The new Photos Companion app is a fresh creation straight out of Redmond’s skunkworks division named Microsoft Garage. This experimental app is available for Android and iOS devices. What it does is it simplifies the transfer of images and videos from Android and iOS to Windows 10.
But wait, you can already sync your photos via OneDrive. What if you don’t have a Microsoft account? Although, being a Windows 10 user it’s quite unlikely. The Photos Companion app is designed to be used by people who don’t have a Microsoft account.
Similar to other apps like Share It and Xender, Microsoft’s Photos Companion lets you transfer photos and videos over WiFi. So, there isn’t the need for a high-speed internet connection, an advantage over cloud-based options.
How to use Photos Companion?
You can download Photos Companion from Google Play or App Store, depending on your operating system. The app works together with the Photos app in Windows 10 (version 2018.18011.13110.0 and above) and utilizes a feature that’s currently a part of the Photos app preview program.
Follow the steps:
- In Windows 10, open the Photos app > Three-dot button > Settings.

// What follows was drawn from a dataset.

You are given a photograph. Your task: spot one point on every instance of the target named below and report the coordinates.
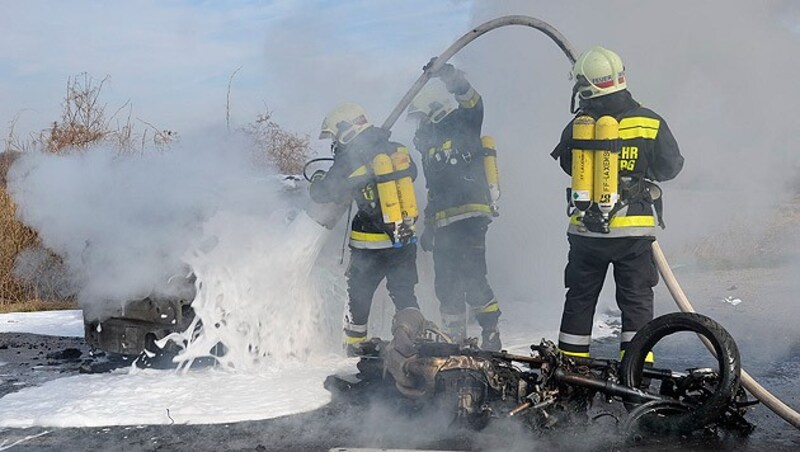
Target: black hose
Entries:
(312, 161)
(470, 36)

- Under Preview, turn on the toggle button that says “Help Microsoft test the mobile import over WiFi feature.” Restart the Photos app.

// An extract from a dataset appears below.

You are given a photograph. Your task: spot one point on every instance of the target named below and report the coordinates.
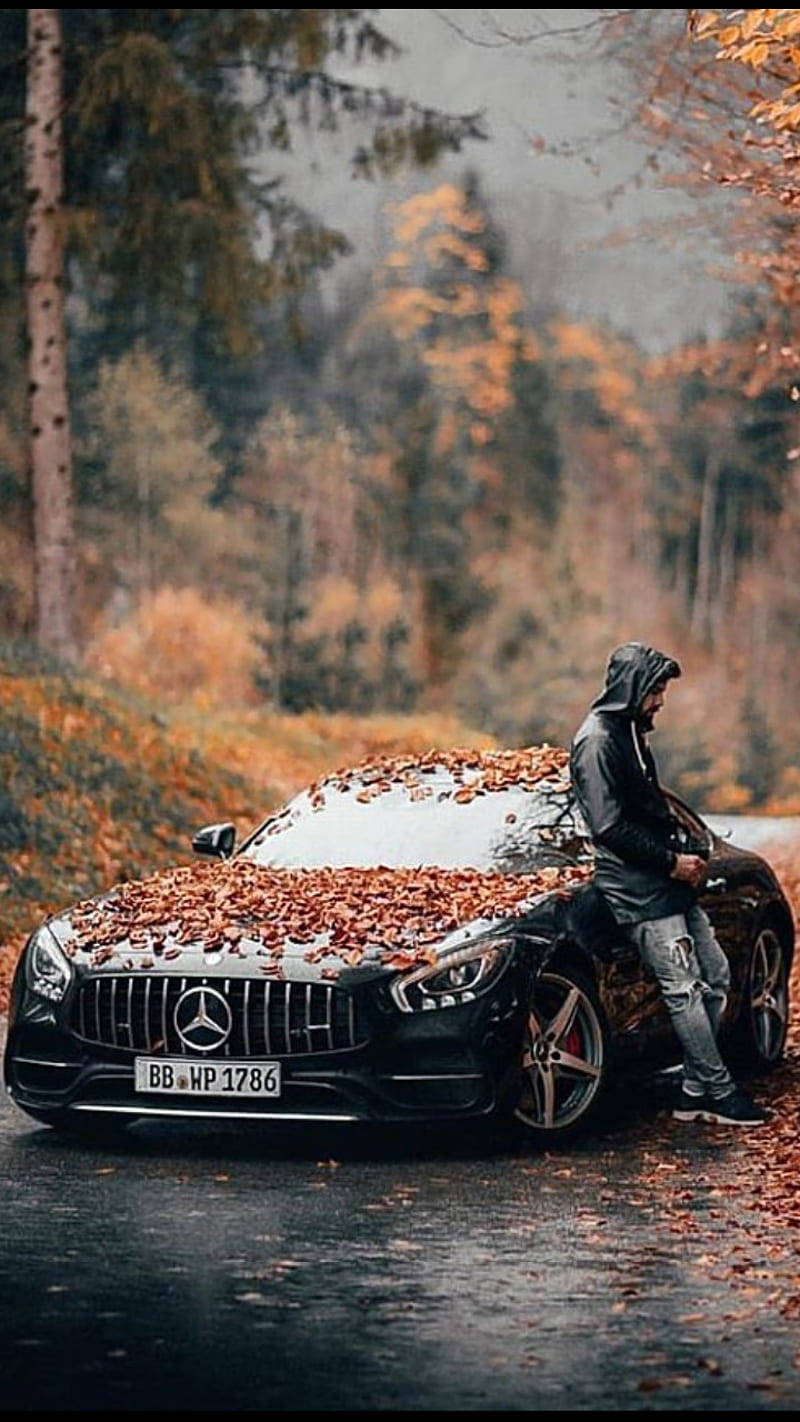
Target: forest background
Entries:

- Again in the Photos app, click the Import option in the top right corner and click “From mobile over WiFi” option in the drop-down menu.
- Now, make sure your phone and Windows 10 PC are connected to the same WiFi network. Also, network sharing should be turned on for the network. Otherwise, the sharing process won’t begin.

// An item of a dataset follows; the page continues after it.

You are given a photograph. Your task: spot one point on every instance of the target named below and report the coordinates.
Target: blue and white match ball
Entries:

- On your Android or iOS device, tap the Send Photos button and scan the QR code from your PC.
- On the next screen, you can select the photos and videos you want to send to your Windows 10 PC over WiFi.
- Click Done to start the transfer.
Depending on the number and size of the photos and videos, the transfer process could take a few seconds to minutes.
Using Photos Companion is pretty quick when compared to OneDrive. Also, it can help you save on your data bills. Being all wireless, the photo-sharing app frees users from the hassles of connecting USB cable.
However, there are a couple of downsides. For instance, you have to scan the QR code every time you want to sync your photos. So, for some users, the app might not be their cup of tea. Another drawback is that the app works oneway, i.e., you can only transfer photos from Android and iOS to Windows 10, vice-versa isn’t possible.